Bakita Kasadha (an independent consultant) challenged London to make sure that involving people living with or at risk of HIV was really meaningful. The FTCI must learn from real-life experiences of services and their uses – both good and bad. Its aims should be framed so that they reflect what people need and want. The initiative must ensure that London does not rest on its laurels of already significant progress, but goes further in exceeding the UNAIDS 90-90-90 targets and, in particular, focuses on the diverse and specific needs of the people who are undiagnosed or not engaged with services.
Chris Naylor (the King’s Fund) challenged London to learn from other cities. The King’s Fund report The role of cities in improving population health gives food for thought about what it looks like when different organisations and work programmes function as one city-wide system, and how the process of collaboration can be managed.
Bella Grant (Pathway Analytics) introduced an ongoing project to map out the assets that London can draw on to make more progress on HIV prevention, treatment and care, and to identify where there are gaps. Participants worked together to generate extensive lists of assets, gaps, and the best ways to access further information about them. Themes in the discussion included:
- variations in the range and quality of services by area
- the need to ensure there are suitable services for all those affected by HIV including women, heterosexual people and BAME communities
- the need to go further in joining up fragmented services (especially between GPs, HIV clinics and other hospital services)
- planning for the needs of older people living with HIV.
Alex Baylis (The King’s Fund) asked participants to propose priorities for the FTCI’s action plan, and how it involves people and organisations in its approach.

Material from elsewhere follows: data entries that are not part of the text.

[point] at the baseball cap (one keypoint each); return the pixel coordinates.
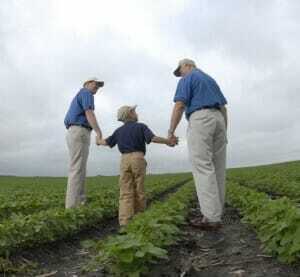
(183, 62)
(124, 111)
(101, 83)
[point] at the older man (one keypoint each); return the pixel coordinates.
(80, 120)
(204, 104)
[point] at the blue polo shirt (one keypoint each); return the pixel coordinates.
(84, 100)
(198, 90)
(131, 137)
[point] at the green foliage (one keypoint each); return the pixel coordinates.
(278, 179)
(145, 239)
(29, 230)
(277, 222)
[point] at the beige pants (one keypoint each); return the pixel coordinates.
(207, 140)
(78, 141)
(132, 194)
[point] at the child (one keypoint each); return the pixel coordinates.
(131, 139)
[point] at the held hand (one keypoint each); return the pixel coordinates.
(98, 140)
(172, 141)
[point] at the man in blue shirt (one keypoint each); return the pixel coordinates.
(200, 97)
(131, 139)
(80, 120)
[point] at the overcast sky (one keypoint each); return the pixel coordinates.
(48, 48)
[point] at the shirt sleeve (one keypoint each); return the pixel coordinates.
(112, 140)
(148, 134)
(183, 90)
(87, 101)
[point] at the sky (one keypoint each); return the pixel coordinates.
(48, 48)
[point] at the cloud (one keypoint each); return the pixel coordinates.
(48, 48)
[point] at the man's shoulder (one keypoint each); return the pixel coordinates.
(84, 92)
(141, 124)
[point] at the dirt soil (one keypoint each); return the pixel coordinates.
(66, 258)
(234, 251)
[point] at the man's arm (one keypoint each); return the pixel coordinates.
(225, 115)
(167, 141)
(101, 142)
(90, 115)
(177, 113)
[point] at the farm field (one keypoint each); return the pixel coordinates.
(260, 236)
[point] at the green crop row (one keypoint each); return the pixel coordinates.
(28, 231)
(277, 222)
(145, 239)
(279, 179)
(42, 199)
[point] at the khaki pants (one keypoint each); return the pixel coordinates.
(78, 141)
(132, 194)
(207, 140)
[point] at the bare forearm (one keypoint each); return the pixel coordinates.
(176, 116)
(93, 122)
(160, 140)
(225, 115)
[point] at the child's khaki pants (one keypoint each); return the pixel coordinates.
(132, 194)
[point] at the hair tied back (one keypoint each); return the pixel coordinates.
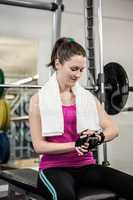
(71, 40)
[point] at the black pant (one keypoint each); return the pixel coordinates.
(63, 183)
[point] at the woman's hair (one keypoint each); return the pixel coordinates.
(64, 49)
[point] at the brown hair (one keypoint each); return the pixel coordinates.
(64, 49)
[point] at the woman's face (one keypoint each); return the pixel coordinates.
(71, 70)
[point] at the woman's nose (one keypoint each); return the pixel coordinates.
(78, 74)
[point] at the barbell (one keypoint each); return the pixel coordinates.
(116, 87)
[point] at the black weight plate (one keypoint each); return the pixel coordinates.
(115, 98)
(4, 148)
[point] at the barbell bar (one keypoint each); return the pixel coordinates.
(116, 87)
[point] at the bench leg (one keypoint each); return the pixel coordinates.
(11, 192)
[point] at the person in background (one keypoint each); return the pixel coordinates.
(66, 123)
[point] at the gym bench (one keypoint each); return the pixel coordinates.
(24, 181)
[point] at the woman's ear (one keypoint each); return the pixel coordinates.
(57, 64)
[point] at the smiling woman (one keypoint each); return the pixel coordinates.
(66, 123)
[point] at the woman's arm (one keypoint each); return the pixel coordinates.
(110, 129)
(39, 142)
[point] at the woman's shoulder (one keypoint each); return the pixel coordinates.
(34, 99)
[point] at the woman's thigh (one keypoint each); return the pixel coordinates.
(56, 183)
(109, 178)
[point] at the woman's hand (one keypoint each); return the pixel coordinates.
(81, 150)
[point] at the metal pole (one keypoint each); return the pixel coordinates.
(57, 24)
(102, 95)
(57, 21)
(31, 4)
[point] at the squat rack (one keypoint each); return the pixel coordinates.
(56, 7)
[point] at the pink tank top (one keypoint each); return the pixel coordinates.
(69, 159)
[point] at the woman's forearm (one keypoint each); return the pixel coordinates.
(54, 148)
(110, 133)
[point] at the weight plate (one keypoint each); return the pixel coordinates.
(116, 97)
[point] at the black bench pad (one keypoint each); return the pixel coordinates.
(26, 179)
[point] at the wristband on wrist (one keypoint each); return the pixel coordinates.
(101, 134)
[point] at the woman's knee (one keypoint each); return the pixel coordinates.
(66, 194)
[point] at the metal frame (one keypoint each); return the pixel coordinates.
(31, 4)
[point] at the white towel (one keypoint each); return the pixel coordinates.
(51, 109)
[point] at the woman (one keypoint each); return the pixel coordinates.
(66, 122)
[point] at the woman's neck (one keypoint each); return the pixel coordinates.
(62, 86)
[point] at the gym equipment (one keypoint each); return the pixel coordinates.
(4, 147)
(115, 98)
(116, 87)
(25, 182)
(2, 81)
(4, 115)
(31, 4)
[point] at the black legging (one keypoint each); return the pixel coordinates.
(63, 183)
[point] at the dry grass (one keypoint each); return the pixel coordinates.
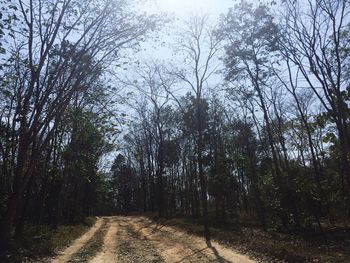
(273, 246)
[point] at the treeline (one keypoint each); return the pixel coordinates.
(268, 144)
(56, 105)
(250, 124)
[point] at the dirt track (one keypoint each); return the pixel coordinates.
(138, 239)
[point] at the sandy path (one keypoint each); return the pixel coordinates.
(65, 255)
(109, 244)
(178, 246)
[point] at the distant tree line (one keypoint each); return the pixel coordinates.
(54, 90)
(269, 145)
(251, 126)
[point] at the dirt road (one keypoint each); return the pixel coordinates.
(138, 239)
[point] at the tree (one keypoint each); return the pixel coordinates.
(59, 51)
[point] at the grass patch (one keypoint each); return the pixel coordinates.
(43, 241)
(271, 246)
(92, 247)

Proposals for priorities and the full range of suggestions will be reviewed further by the FTCI kickstart. Themes in the discussion included:
- ways FTCI could be a catalyst for action, including promoting approaches to both service provision and commissioning which go across boroughs and reduce fragmentation
- ensuring that HIV services receive priority
- the need to drill down and fully understand the diverse needs of different groups, so that they can be fully involved in the FTCI and engaged in care
- the need to spread learning of effective approaches, for example in shared care across GP and specialist health services.
Jemma Gilbert (Healthy London Partnership) described the leadership group that is being set up to lead and oversee the FTCI, and how it fits into a governance structure reporting up to the Mayor of London’s Health Board. Healthy London Partnership will be publishing an invitation to apply to be a member of the leadership group. The FTCI’s approach is one of dispersed leadership and co-production, so membership of its leadership group will be just one of the many ways get involved.
As the workshop drew towards a close, Kevin Fenton thanked participants and speakers, and invited reflections on key messages – the most frequent of which was the need for the FTCI to foster more integrated approaches to HIV services and commissioning, which are currently fragmented. The workshop ended with two closing reflections:
Jose Zuniga (IAPAC) was optimistic that London’s FTCI could make real progress towards zero new cases of HIV, zero AIDS-related deaths and zero stigma. As well as the city’s achievements in having exceeded current targets even while simultaneously managing fragmentation of the system and austerity. He expected there to be learning from London for other cities and announced that IAPAC will hold its international Fast Track Cities conference in London in 2019.
Jane Anderson (IAPAC) gave a reminder that although signing up to the FTCI was a big step forward for London, signing up by itself is not enough: meaningful inclusivity would now be needed, to coordinate and encourage action. The emphasis on dispersed leadership meant that everyone would be asked to take responsibility for leading progress, not just the leadership group, while the nature of the FTCI as a coordinating rather than commissioning group (there is no automatic, additional budget) meant it would need to share insight and learning and promote the use of all available levers.